Home > News > Archive > 24th May 2005

Relief after week on Waiheke

Courtesy of Te Awamutu Courier

Phillip BrownBy Cathy Asplin

Te Awamutu veterinarian Phillip Brown knows only too well what Foot-and-Mouth disease can do to a country. He spent four months working in Dumfries in the aftermath of the UK Foot-and-Mouth outbreak in 2001 - carrying out surveillance and dealing with farmers that were devastated by the loss of their cattle.

After returning to New Zealand he began work for The Veterinary Centre in Te Awamutu (which has three vets who have been trained to investigate exotic diseases).

So when he was called to travel to Waiheke Island as part of the MAF response to a Foot-and-Mouth scare, Mr Brown thought of those farmers in Dumfries and what the disease would do to New Zealand.

“Foot-and-Mouth would absolutely devastate this country. It is a very contagious disease and would be incredibly hard to deal with. There would be lots of sick animals very quickly. While high temperatures are an early indicator of the disease, probably the first thing farmers would notice is their cattle drooling and going lame.”

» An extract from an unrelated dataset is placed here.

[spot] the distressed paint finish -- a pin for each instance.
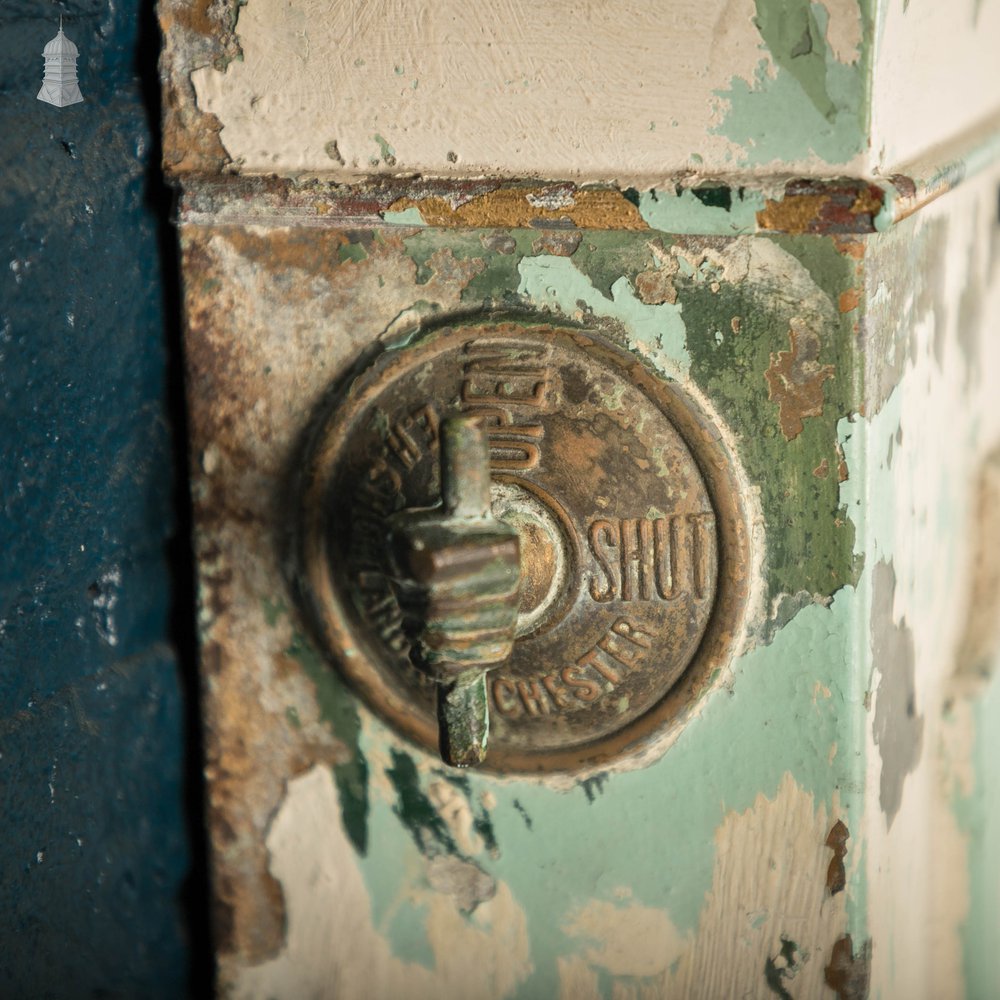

The letter outlining the New Zealand threat was received by the Prime Ministers office on May 10 and by 8am the next morning Mr Brown was on Waiheke Island.

His first day’s work was therefore around 12-13 hours long, while he spent 8-9 hours on the following days, for much of the week, monitoring livestock as part of the MAF team. Much of that time was spent taking temperatures of sheep and cattle on the rugged 800ha Waiheke Station. The station is home to around 2300 sheep and about 300 cattle.

He also had plenty of members of the media, politicians and officials watching him work.

“Obviously there was huge interest and widespread concern from this threat.”

Visitors included Agriculture Minister Jim Sutton, MP Judith Tizard, MAF Director General Murray Sherwin (ex-Te Awamutu) and Biosecurity Head Barry O’Neill.

Within a few days both Police and the vet team felt the scare was actually a hoax, but Mr Brown says it’s something that had to be taken very seriously.

“I believe it would be quite hard to get Foot-and-Mouth into the country - but it’s certainly not impossible. For that reason alone all livestock had to be located and checked.”

A helicopter equipped with GPS was used to do this, as there are around 12,500 livestock spread across the island. Like others in the team he was relieved when no sign of the disease was found.

“We’ve never had Foot-and-Mouth Disease in New Zealand and I’m happy to keep it that way.”

NOTE: Recent MAF and Biosecurity advertising in the Te Awamutu Courier reminds readers that any concerns about Foot-and-Mouth Disease or any other exotic diseases should be reported to your local vet immediately.